Cause et conséquence de l’ensemble de ces facteurs, l’offre locale est limitée à quelques produits, ceux qu’il est difficile d’importer, car trop chers. Les plus demandés sont les lits et les armoires, les escaliers, les charpentes, ainsi que les portes et encadrements de fenêtres, « les cadres en aluminium importées étant inaccessibles aux petites bourses », signale Dévoué Boukaka.

Formation et qualité

Quelles solutions pour favoriser la deuxième transformation ? « On peut doper l’activité des unités, des grandes surtout, avec des commandes publiques, par exemple de tables et de bancs destinés aux écoles. Une fois le processus amorcé, la demande privée peut prendre le relais. », suggère un conseiller du ministère du Plan.
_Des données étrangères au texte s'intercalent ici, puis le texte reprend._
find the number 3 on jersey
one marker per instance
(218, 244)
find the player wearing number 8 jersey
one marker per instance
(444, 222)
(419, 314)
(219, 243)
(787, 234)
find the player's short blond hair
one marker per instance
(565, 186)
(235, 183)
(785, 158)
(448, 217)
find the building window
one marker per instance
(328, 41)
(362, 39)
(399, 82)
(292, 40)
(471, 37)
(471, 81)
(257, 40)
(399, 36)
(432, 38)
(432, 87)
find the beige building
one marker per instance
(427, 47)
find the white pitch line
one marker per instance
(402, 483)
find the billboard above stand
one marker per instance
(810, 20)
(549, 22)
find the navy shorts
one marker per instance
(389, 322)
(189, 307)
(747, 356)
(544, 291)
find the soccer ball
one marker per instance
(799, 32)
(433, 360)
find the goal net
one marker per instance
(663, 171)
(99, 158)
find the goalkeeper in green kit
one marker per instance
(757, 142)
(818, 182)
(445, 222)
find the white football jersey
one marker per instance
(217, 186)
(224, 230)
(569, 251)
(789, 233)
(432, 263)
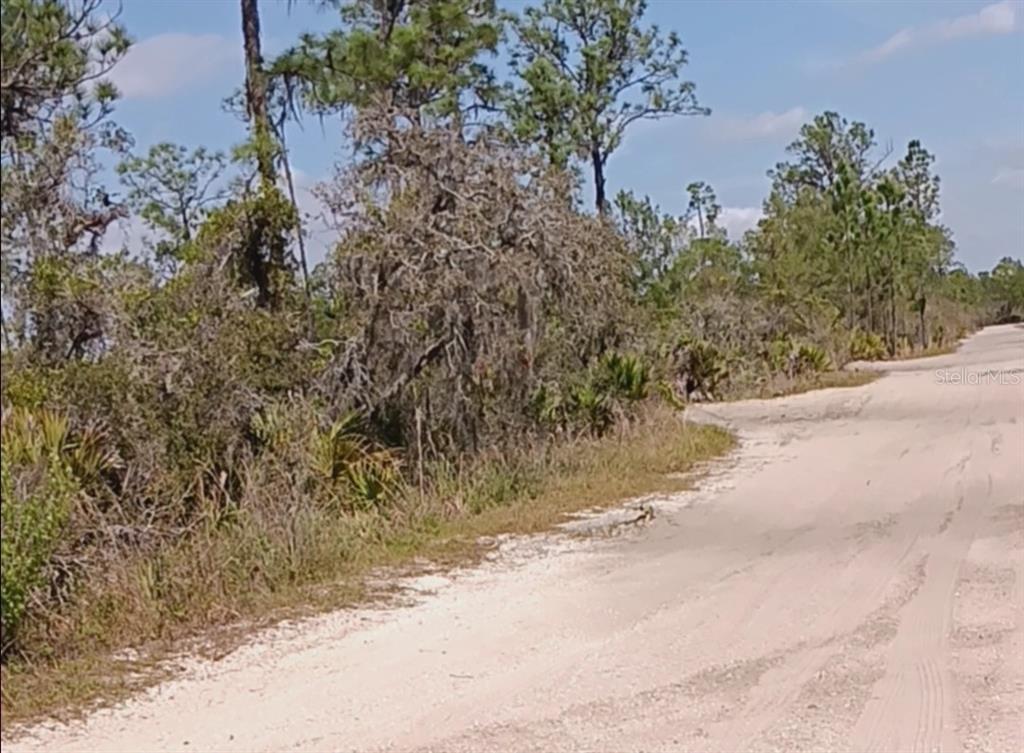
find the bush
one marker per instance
(866, 346)
(38, 489)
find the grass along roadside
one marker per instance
(781, 386)
(196, 595)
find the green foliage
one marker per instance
(38, 489)
(370, 475)
(623, 377)
(173, 190)
(587, 71)
(866, 346)
(420, 56)
(699, 369)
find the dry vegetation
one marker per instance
(204, 429)
(448, 525)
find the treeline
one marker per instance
(210, 415)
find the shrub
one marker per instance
(811, 360)
(38, 489)
(866, 346)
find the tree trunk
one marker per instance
(256, 91)
(924, 327)
(598, 161)
(265, 248)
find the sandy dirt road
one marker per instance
(851, 580)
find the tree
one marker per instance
(822, 148)
(587, 71)
(54, 108)
(418, 57)
(265, 245)
(702, 206)
(172, 190)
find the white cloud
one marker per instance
(996, 18)
(762, 126)
(737, 220)
(1012, 177)
(169, 63)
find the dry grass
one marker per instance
(523, 495)
(783, 386)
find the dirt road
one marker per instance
(852, 580)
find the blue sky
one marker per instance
(950, 74)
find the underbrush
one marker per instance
(255, 566)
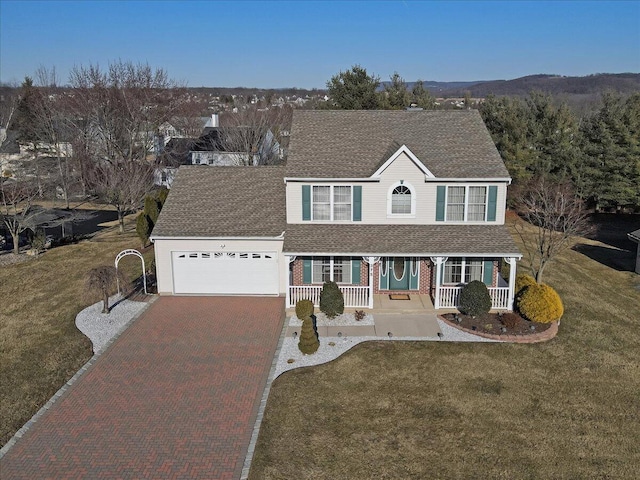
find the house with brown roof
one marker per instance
(379, 202)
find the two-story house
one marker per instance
(378, 201)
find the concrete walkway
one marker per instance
(175, 396)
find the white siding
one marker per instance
(165, 248)
(375, 194)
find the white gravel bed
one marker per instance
(342, 320)
(102, 327)
(332, 347)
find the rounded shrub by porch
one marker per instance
(304, 308)
(540, 303)
(331, 300)
(523, 280)
(475, 299)
(309, 342)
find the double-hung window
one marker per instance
(335, 269)
(462, 270)
(466, 203)
(331, 202)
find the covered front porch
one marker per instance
(399, 283)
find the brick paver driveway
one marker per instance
(176, 396)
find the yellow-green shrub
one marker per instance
(523, 280)
(539, 303)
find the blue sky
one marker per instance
(302, 44)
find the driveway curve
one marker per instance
(175, 396)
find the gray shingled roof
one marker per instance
(354, 144)
(454, 240)
(224, 202)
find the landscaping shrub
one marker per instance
(143, 229)
(151, 209)
(475, 299)
(161, 196)
(523, 280)
(309, 342)
(331, 300)
(304, 308)
(540, 303)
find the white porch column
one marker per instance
(371, 261)
(290, 259)
(512, 280)
(438, 261)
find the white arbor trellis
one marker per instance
(131, 251)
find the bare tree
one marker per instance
(52, 125)
(117, 113)
(9, 99)
(17, 214)
(104, 280)
(556, 214)
(256, 135)
(122, 185)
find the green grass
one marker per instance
(40, 347)
(568, 408)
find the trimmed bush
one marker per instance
(308, 343)
(523, 280)
(475, 299)
(143, 228)
(540, 303)
(331, 300)
(151, 209)
(161, 196)
(304, 308)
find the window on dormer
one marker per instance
(401, 200)
(331, 202)
(466, 204)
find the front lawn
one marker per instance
(40, 347)
(567, 408)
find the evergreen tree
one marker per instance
(354, 89)
(396, 94)
(612, 147)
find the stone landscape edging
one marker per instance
(544, 336)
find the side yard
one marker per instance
(567, 408)
(40, 347)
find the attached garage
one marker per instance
(225, 273)
(221, 232)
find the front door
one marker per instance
(398, 273)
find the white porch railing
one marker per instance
(450, 297)
(354, 295)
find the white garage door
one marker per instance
(240, 273)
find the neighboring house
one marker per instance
(377, 201)
(217, 146)
(635, 237)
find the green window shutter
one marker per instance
(440, 200)
(306, 202)
(414, 265)
(306, 270)
(357, 203)
(488, 273)
(355, 271)
(384, 277)
(493, 200)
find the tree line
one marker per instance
(597, 154)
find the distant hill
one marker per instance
(554, 84)
(436, 88)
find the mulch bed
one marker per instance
(493, 323)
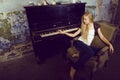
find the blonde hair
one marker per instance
(85, 27)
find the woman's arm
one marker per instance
(70, 34)
(105, 40)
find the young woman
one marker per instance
(88, 31)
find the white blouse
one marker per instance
(90, 37)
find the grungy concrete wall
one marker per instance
(14, 31)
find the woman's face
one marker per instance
(86, 20)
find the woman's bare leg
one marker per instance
(72, 73)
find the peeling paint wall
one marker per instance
(14, 31)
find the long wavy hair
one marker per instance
(85, 27)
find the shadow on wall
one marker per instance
(14, 35)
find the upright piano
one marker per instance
(45, 21)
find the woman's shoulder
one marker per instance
(96, 25)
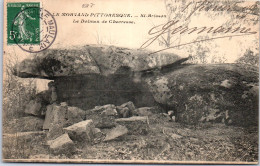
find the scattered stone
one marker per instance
(215, 115)
(33, 108)
(28, 136)
(62, 145)
(29, 123)
(97, 133)
(116, 132)
(58, 121)
(106, 108)
(144, 111)
(226, 84)
(48, 117)
(135, 124)
(176, 136)
(109, 112)
(74, 115)
(130, 105)
(104, 122)
(39, 156)
(82, 131)
(124, 112)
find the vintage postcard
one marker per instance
(131, 81)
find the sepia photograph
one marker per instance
(134, 81)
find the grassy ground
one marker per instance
(164, 141)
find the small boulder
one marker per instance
(135, 124)
(58, 121)
(126, 110)
(62, 145)
(130, 105)
(109, 112)
(74, 115)
(102, 116)
(48, 117)
(29, 123)
(82, 131)
(116, 132)
(144, 111)
(106, 108)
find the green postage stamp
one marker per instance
(23, 23)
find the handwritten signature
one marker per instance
(172, 27)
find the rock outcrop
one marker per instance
(205, 92)
(106, 75)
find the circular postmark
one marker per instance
(34, 29)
La balle est aussi dans le camp des menuisiers. Outre le GIE « chaîne de valeurs meubles en bois », une initiative récente à renforcer, « nous devons inciter les artisans à se former pour améliorer la qualité des produits ce qui permettrait d’élargir la clientèle et d’atteindre ceux qui ont un bon pouvoir d’achat », insiste Dévoué Boukaka. Des mesures à compléter par des actions de formation des jeunes aux métiers du bois et de la construction pour assurer la relève. Par des mesures incitatives pour aider les artisans à se hisser au niveau semi-industriel et abaisser le prix du bois et du transport. Par l’élaboration de normes et de standards pour le bois local. Un recensement des menuiseries est engagé pour connaître les capacités installées, évaluer les outils et la demande en bois. C’est sur cette base que « l’on demandera aux sociétés forestières de fournir les quantités de bois nécessaires et d’alimenter des dépôts dans les grandes villes. Quant aux menuisiers, ils devront se regrouper en coopératives et ouvrir des espaces d’exposition pour faire connaître leurs produits. », signale Elion.

Sans oublier les campagnes de promotion du made in Congo, auxquelles l’État pourrait participer. « Nous devons aussi faire des efforts de marketing pour valoriser nos productions et changer les habitudes de consommation », conclut Dévoué Boukaka.

ENCADRÉ

La filière bois en chiffres 

La forêt dense s’étend sur quelque 22,5 millions d’hectares, soit 65 % de la superficie du Congo. La production forestière et industrielle de bois se concentre dans le secteur Nord (15 millions d’hectares), avec plus de 70 % des volumes produits. Parmi les essences qui y sont exploitées, domine le sapelli. Les 30 % restants proviennent des massifs du Chaillu (3,5 millions d’hectares), et du Mayombe (1,5 million d’ha), situés dans la partie Sud, riche en essences limba et okoumé, dont le niveau d’écrémage devient préoccupant. Le potentiel exploitable est estimé à 2 millions m3.

ENCADRÉ

L’éco-construction avec la CIB et Likouala Timber 

La troisième transformation, basée sur la construction de maisons en bois, se développe très timidement au Congo, où son marché est limité à une clientèle très aisée. L’impulsion est venue du département de l’Économie forestière, qui encourage les maisons écologiques en bois et à ossature bois, l’objectif étant de valoriser les essences locales, notamment ceux peu ou mal connues et de mettre à disposition des Congolais un habitat écologique de qualité. Deux sociétés, CIB-Olam et Likouala Timber, se sont engagées sur ce créneau. La première propose des maisons en bois massif et la seconde des maisons en lamellé collé. Pour l’heure, seules quelques maisons ont été construites. Il faudra du temps pour convaincre les Congolais que le bois est un matériau noble pour l’habitat.